Premièrement, c’est donc sur la base de l’analyse des pratiques de justification de la valeur sociale de l’UCPA que nous avançons ici l’hypothèse selon laquelle toute organisation de l’ESS est habitée par la dissonance entre valeur sociale et valeur économique. Les membres des organisations de l’ESS doivent justifier leurs décisions, leurs actions et leurs résultats en faisant implicitement ou explicitement référence à des critères d’évaluation renvoyant à des définitions de ce qui est bien et juste d’un point de vue social ou économique (Boltanski et Thévenot 2011 [1991] ; D. Stark 2011a). Les critères d’évaluation sociaux rendent compte du projet ou de la mission sociale de l’organisation tandis que les critères d’évaluation économique rendent compte de l’insertion de l’organisation au sein d’un système économique ou d’un marché concurrentiel. Il est, en ce sens, important de reconnaître que les organisations de l’ESS constituent des cadres d’action où de multiples registres de valeurs et critères d’évaluation sont en jeu. D. Stark (Ibid.) appelle « dissonance » ce type de situation où des critères d’évaluation divers et antagonistes se chevauchent et les organisations de l’ESS peuvent ainsi adopter différentes stratégies pour aborder la dissonance entre valeur sociale et valeur économique. Nous avons envisagé trois stratégies pour gérer la dissonance - la cacophonie, le compartimentage et l’hétérarchie (l’hétérarchie semblant être la meilleure issue pour accueillir la dissonance de façon vertueuse en conciliant, d’une part, pérennité économique et contribution à la société et, d’autre part, réflexivité organisationnelle et innovation) (D. Stark 2002). C’est ainsi que l’évaluation de l’utilité sociale en tant que processus d’enquête sur la valeur sociale peut constituer le moyen idéal de gérer la « dissonance interne » à travers le développement de critères d’évaluation sociaux d’une organisation de l’ESS et leur articulation avec des critères économiques plus classiques d’évaluation.

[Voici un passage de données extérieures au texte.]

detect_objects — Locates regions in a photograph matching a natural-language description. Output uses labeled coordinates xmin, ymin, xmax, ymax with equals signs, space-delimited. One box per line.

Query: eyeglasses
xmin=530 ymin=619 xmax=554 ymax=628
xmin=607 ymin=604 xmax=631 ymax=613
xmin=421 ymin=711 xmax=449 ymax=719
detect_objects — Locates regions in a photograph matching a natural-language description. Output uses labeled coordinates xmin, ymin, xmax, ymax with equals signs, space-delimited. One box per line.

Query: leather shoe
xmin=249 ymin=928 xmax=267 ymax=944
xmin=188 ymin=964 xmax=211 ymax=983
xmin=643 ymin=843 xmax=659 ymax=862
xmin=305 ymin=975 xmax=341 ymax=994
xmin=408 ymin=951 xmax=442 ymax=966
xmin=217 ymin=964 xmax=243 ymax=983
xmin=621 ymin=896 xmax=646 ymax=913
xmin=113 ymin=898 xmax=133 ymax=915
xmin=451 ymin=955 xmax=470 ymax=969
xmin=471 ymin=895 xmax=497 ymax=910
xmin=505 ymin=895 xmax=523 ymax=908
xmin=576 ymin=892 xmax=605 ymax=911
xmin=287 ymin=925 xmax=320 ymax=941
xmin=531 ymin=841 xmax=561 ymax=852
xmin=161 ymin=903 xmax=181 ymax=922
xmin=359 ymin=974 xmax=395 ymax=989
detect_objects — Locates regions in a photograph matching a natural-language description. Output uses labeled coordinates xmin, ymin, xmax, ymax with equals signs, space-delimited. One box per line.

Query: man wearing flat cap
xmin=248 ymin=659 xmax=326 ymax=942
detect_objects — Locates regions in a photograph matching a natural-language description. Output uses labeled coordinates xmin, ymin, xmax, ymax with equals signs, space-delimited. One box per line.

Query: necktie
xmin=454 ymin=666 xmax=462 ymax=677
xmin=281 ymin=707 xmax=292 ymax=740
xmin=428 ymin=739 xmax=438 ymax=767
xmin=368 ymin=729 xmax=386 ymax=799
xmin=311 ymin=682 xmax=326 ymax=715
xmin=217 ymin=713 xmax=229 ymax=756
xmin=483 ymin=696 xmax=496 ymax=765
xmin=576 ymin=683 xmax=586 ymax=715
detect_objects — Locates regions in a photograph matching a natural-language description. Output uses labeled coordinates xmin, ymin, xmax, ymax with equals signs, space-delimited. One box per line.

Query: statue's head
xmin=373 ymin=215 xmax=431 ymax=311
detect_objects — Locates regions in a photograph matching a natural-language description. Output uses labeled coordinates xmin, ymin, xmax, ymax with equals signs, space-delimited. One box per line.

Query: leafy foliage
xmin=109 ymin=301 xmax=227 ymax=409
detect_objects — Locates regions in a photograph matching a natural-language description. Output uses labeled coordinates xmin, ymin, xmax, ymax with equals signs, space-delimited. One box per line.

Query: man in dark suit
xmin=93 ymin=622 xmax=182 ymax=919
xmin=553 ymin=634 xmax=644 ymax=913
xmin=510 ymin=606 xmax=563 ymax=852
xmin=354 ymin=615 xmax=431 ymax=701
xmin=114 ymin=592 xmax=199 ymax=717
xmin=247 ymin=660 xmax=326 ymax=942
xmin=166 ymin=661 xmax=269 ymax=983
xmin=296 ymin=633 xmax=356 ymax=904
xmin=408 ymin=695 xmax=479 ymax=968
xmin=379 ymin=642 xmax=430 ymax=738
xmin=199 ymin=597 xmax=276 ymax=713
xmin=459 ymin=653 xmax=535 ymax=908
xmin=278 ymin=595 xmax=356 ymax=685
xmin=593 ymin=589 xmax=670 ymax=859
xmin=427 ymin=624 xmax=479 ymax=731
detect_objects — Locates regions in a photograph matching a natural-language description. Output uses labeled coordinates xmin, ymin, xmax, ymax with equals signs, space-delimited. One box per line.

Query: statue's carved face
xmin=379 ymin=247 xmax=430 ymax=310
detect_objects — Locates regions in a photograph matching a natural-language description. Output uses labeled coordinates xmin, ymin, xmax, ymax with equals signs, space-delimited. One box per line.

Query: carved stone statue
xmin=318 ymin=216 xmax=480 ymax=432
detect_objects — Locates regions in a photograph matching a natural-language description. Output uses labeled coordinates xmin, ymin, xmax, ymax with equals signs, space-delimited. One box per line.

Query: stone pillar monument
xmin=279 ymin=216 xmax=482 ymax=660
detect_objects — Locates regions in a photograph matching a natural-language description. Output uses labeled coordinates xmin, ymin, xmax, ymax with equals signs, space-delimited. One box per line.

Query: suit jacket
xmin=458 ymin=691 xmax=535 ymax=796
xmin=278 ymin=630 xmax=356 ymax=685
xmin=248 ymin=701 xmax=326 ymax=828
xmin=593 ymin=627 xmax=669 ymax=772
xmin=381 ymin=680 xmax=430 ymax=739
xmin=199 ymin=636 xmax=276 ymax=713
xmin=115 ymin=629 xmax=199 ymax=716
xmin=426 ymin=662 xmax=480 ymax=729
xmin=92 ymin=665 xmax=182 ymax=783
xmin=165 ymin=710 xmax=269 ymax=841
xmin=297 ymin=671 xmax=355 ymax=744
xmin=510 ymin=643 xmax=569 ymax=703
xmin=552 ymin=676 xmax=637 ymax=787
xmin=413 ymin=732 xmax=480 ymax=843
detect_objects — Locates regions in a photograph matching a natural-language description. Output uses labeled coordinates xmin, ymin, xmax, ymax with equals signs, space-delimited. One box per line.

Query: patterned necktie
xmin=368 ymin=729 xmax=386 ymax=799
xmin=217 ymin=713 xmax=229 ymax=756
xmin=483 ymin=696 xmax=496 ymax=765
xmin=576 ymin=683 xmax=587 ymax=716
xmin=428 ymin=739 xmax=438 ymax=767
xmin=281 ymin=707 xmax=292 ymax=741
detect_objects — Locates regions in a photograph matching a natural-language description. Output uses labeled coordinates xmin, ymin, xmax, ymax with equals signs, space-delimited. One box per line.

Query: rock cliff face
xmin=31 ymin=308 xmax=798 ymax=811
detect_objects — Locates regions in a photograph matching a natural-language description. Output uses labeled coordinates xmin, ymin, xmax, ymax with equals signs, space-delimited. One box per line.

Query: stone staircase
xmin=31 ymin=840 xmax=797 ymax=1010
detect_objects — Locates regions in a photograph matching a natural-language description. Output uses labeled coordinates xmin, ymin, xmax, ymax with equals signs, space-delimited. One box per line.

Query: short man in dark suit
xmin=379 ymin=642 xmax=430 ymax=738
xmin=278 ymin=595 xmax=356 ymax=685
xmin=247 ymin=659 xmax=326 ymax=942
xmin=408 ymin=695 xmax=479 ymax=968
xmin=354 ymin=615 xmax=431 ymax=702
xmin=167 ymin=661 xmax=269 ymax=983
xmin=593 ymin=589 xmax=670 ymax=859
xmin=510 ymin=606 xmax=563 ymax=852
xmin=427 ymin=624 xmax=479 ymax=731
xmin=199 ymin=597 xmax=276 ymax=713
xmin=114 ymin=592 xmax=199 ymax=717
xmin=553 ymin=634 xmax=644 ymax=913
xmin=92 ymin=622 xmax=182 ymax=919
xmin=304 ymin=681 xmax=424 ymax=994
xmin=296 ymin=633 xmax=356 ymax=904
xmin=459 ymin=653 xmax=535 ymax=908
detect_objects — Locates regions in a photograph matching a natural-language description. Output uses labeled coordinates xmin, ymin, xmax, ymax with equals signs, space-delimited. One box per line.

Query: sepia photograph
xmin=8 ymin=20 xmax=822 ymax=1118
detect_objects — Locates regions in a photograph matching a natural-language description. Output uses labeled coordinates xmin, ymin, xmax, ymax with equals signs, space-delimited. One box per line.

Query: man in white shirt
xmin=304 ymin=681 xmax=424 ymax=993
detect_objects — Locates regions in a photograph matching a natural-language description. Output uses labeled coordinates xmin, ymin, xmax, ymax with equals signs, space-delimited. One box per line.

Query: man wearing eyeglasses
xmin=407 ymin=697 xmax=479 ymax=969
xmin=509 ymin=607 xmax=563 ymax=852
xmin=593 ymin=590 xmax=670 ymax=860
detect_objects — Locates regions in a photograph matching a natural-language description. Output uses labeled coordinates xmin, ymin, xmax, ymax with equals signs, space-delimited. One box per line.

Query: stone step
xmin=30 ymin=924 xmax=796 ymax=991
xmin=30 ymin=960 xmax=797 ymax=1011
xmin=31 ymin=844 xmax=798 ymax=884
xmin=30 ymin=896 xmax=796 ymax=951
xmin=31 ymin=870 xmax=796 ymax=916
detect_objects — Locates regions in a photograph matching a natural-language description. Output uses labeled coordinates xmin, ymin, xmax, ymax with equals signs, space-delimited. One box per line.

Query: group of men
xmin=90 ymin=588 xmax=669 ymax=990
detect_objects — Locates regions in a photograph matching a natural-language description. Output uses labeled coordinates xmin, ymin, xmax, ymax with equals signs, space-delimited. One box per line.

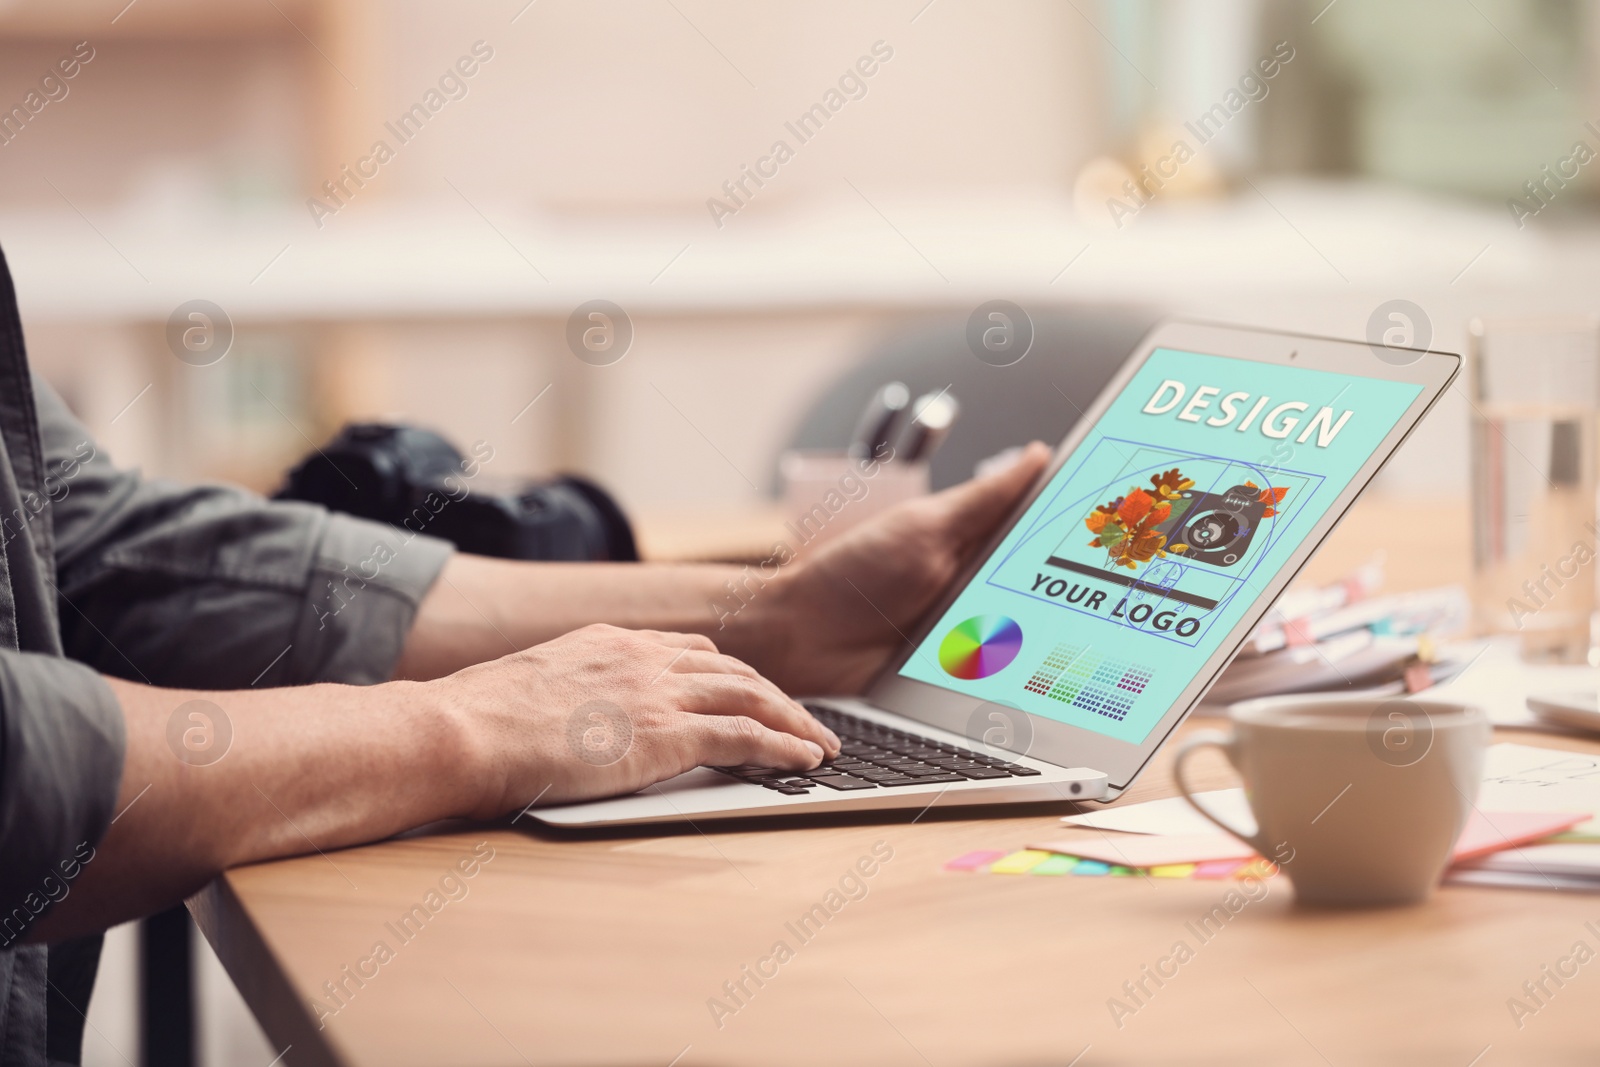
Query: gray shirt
xmin=0 ymin=246 xmax=454 ymax=1065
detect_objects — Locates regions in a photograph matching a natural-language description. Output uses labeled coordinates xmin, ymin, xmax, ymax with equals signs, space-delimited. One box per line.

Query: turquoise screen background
xmin=899 ymin=348 xmax=1423 ymax=744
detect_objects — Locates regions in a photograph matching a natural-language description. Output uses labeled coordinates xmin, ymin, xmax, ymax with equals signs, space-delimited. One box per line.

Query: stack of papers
xmin=1451 ymin=845 xmax=1600 ymax=891
xmin=1446 ymin=742 xmax=1600 ymax=889
xmin=1204 ymin=568 xmax=1472 ymax=707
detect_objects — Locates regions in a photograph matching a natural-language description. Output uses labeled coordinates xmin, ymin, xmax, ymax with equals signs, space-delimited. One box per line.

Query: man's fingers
xmin=931 ymin=440 xmax=1051 ymax=551
xmin=672 ymin=674 xmax=840 ymax=756
xmin=660 ymin=651 xmax=840 ymax=749
xmin=683 ymin=713 xmax=825 ymax=771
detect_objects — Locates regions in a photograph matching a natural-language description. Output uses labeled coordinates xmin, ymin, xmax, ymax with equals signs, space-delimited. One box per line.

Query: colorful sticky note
xmin=1108 ymin=866 xmax=1138 ymax=877
xmin=1193 ymin=859 xmax=1248 ymax=880
xmin=945 ymin=849 xmax=1006 ymax=872
xmin=1072 ymin=860 xmax=1111 ymax=876
xmin=989 ymin=850 xmax=1052 ymax=875
xmin=1235 ymin=860 xmax=1278 ymax=880
xmin=1030 ymin=854 xmax=1080 ymax=876
xmin=1149 ymin=864 xmax=1197 ymax=879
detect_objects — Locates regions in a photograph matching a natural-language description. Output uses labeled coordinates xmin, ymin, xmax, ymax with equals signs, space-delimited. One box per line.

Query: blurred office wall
xmin=0 ymin=0 xmax=1109 ymax=509
xmin=3 ymin=0 xmax=1597 ymax=514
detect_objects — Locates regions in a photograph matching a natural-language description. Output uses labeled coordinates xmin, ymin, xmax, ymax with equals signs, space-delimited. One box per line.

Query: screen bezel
xmin=862 ymin=319 xmax=1461 ymax=791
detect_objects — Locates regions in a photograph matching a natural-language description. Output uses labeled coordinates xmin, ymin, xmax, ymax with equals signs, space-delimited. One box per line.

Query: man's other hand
xmin=764 ymin=441 xmax=1051 ymax=695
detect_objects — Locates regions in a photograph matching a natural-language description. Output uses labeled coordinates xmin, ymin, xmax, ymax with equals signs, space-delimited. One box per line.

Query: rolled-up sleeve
xmin=0 ymin=653 xmax=121 ymax=946
xmin=38 ymin=378 xmax=455 ymax=689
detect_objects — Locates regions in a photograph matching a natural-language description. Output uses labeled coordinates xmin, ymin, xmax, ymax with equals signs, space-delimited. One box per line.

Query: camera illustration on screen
xmin=1082 ymin=466 xmax=1289 ymax=573
xmin=1156 ymin=484 xmax=1267 ymax=568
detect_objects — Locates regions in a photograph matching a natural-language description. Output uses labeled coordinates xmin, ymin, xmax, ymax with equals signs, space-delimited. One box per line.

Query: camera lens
xmin=1186 ymin=510 xmax=1240 ymax=549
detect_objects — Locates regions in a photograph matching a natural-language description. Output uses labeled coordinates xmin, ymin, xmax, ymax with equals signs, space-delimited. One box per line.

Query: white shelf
xmin=2 ymin=180 xmax=1581 ymax=324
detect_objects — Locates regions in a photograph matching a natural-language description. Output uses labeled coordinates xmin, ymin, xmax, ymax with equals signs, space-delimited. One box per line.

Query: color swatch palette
xmin=1021 ymin=642 xmax=1152 ymax=722
xmin=945 ymin=848 xmax=1279 ymax=881
xmin=938 ymin=615 xmax=1024 ymax=679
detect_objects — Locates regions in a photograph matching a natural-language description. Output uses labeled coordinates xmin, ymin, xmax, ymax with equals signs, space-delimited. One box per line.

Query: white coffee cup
xmin=1173 ymin=696 xmax=1490 ymax=906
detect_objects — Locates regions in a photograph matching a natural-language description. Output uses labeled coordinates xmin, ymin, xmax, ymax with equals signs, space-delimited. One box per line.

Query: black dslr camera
xmin=275 ymin=424 xmax=637 ymax=562
xmin=1160 ymin=484 xmax=1265 ymax=568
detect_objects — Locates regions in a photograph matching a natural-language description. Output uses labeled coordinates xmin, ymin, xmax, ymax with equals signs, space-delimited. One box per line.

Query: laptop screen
xmin=897 ymin=347 xmax=1424 ymax=745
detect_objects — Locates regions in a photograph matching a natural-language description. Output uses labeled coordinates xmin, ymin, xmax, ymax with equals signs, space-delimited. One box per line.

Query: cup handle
xmin=1172 ymin=729 xmax=1268 ymax=856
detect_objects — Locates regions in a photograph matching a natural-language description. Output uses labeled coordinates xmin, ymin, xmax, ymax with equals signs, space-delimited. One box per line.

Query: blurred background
xmin=4 ymin=0 xmax=1599 ymax=1062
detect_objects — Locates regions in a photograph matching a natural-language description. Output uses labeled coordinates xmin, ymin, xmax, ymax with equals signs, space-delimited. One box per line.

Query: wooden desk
xmin=192 ymin=722 xmax=1600 ymax=1067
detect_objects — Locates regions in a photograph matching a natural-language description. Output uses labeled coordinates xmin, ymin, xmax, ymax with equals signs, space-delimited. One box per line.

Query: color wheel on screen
xmin=938 ymin=615 xmax=1024 ymax=680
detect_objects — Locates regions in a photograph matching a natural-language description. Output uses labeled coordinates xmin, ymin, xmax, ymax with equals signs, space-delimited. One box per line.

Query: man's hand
xmin=762 ymin=442 xmax=1051 ymax=695
xmin=437 ymin=624 xmax=842 ymax=813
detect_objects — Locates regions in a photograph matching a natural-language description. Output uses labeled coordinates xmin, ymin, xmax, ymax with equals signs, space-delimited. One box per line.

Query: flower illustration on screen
xmin=1085 ymin=468 xmax=1289 ymax=572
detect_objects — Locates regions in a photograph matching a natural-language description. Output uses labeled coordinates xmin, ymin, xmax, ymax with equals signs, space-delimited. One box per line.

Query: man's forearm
xmin=30 ymin=674 xmax=477 ymax=942
xmin=32 ymin=616 xmax=836 ymax=942
xmin=393 ymin=553 xmax=789 ymax=683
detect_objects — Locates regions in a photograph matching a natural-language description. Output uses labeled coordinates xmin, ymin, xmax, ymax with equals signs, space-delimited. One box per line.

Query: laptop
xmin=534 ymin=320 xmax=1460 ymax=828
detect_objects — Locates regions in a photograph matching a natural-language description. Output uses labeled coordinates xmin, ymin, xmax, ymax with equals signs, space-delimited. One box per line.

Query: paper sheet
xmin=1479 ymin=742 xmax=1600 ymax=836
xmin=1028 ymin=832 xmax=1256 ymax=867
xmin=1062 ymin=789 xmax=1254 ymax=836
xmin=1459 ymin=842 xmax=1600 ymax=877
xmin=1063 ymin=743 xmax=1600 ymax=837
xmin=1426 ymin=638 xmax=1599 ymax=728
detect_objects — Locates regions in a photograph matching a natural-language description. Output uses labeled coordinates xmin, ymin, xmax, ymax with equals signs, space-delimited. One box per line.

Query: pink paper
xmin=1193 ymin=859 xmax=1248 ymax=880
xmin=1452 ymin=810 xmax=1587 ymax=862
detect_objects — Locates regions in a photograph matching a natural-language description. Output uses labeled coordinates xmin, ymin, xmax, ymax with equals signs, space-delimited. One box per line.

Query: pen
xmin=897 ymin=390 xmax=960 ymax=464
xmin=847 ymin=381 xmax=911 ymax=459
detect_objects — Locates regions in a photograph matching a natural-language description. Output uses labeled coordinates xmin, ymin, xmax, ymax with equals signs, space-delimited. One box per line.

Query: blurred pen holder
xmin=778 ymin=450 xmax=929 ymax=548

Secondement, l’analyse des demandes de redevabilité (accountability) sur la valeur sociale auxquelles les financeurs solidaires soumettaient l’UCPA nous invite à postuler que toute organisation de l’ESS est soumise, dans sa relation avec ses principales parties prenantes, à une demande de preuves en ce qui concerne son engagement en faveur de la valeur sociale. Or, de telles preuves ne peuvent se réduire à de simples indicateurs quantitatifs de performance sociale (Joannidès et Jaumier 2013a). Les relations entre les organisations de l’ESS et ses parties prenantes apparaissent, dès lors, comme des « transactions » dont le caractère « encastré » et « intersubjectif » implique que ce qui circule entre eux n’est pas seulement de l’argent, des biens et des services, mais également du sens, des symboles et de la reconnaissance (Dewey et Bentley 1960 [1949] ; Mead 2006 [1934] ; Polanyi 2009 [1944]). C’est ainsi qu’à la base de tout processus de redevabilité (accountability) se trouvent des enjeux moraux et identitaires situés en amont des enjeux de contrôle des résultats et de performances. Pour que les indicateurs sociaux d’une organisation de l’ESS soient légitimes et crédibles aux yeux d’un tiers, un récit convaincant de ses actes, de leur motivation et de leurs conséquences sur la société doit donc exister. Pour qu’une partie prenante valide les « comptes » (les indicateurs quantitatifs de valeur sociale) d’une organisation de l’ESS elle doit vérifier ou supposer l’existence des « contes » ou d’une narration auxquels elle adhère et qu’elle soutient (Viveret 2008). Ainsi, dans le scénario où les critères de valeur sociale d’une partie prenante entrent en « dissonance » avec l’image que cette dernière se fait d’une organisation, aucun indicateur quantitatif ne s’avèrera suffisant pour gagner l’approbation de cette partie prenante. L’évaluation de l’utilité sociale en tant que processus d’enquête sur la valeur sociale peut, dès lors, apparaître comme le moyen idéal de gérer les « dissonances externes » à travers un dialogue avec les parties prenantes et un travail sur l’identité et les fondements mêmes de l’organisation.